Do not judge, lest ye be judged.
Bible – Matthew, 7th chapter

I have been thinking a lot about this topic recently. Within the context of an individual's life, who is the judge of that person's actions or thoughts? I have arrived at the conclusion that the judge is whomever we allow it to be. Do I let my boss judge my actions? Do I let my wife or friends? Circumstance? God?

There are many times when I simply want to be told what to do. “Do you want A or B?” “Do you want to call or should I?” “Should I do this project like Y or Z or maybe W” I feel that is a weakness I must overcome.

In life we have far more choices than we realize. Our subconscious does it's job by filtering most of these. Walking down the sidewalk, one rarely thinks, “Gee, what if I skipped, or hopped, or jumped from side to side every 21 steps.” Far too often I hear from others, “I just couldn't do that,” or “I've never done it that way before.” What bothers me is not the fact that I hear others saying these sorts of things; it's that I say these sorts of things as well.
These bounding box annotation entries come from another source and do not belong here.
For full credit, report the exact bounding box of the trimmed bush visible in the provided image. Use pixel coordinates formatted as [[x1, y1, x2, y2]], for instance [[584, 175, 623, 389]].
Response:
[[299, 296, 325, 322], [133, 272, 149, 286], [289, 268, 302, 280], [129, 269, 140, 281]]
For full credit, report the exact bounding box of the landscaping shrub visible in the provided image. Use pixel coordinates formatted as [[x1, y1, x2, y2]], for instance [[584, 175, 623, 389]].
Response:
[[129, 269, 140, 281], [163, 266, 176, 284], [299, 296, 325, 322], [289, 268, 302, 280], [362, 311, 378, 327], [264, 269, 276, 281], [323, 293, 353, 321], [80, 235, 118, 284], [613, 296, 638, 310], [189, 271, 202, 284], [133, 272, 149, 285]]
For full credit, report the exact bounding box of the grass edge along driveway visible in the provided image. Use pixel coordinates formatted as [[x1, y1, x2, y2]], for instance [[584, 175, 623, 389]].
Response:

And so what if I decide to skip from my car, through the parking lot, into the office? I will not be written up or fired for it. I will probably not hurt myself. I would probably cause a few people to point and laugh and have some of their suspicions proven, that I can be an odd fellow from time to time. Oh, then, there may be that pesky drug test! But all the same, nothing bad will happen – so why don't more people do these odd little things?

As I crawl out of my little co-dependent shell, I realize that there are some things about myself that I really don't like. These are traits and behaviors within my being that previously I could simply explain away. Things that I could really believe were the fault of circumstance. Now I see they are not, and I must change for myself.

Introspection really can be a bitch at times. I am judgmental. Not at the big things and not with many things; just a few. I like to be at work on time and feel it is a vital responsibility not to miss days when unnecessary. When my daughter complains of a sore throat or sore feet or an ache or pain and subsequently does not go to school, it, well, makes me a little angry. I am judging her pain based on what I would do; go to work. Within that judging, I discount her feelings and that simply is not right.

Where, then, does being a good parent fall into this equation? I want her to be a tough kid and a tough adult, but I need to be empathetic as well. She is an intelligent individual with an IQ in the upper 130 range but her grades simply do not reflect it. So should I push her to 'suck-it-up' and 'get busy' or should I be more empathetic and let her stay home when she isn't feeling one-hundred percent?

My empathy seems to be waning. Many people have suggested, and perhaps rightfully so, that my empathy has been beaten and bruised and is lying dormant somewhere. I hope I can find it; without it, I am not me.

On one hand, I want to stop being judgmental and be more empathetic. On the other hand, I want people to not judge my actions. I hope the two hands can shake and be friends soon!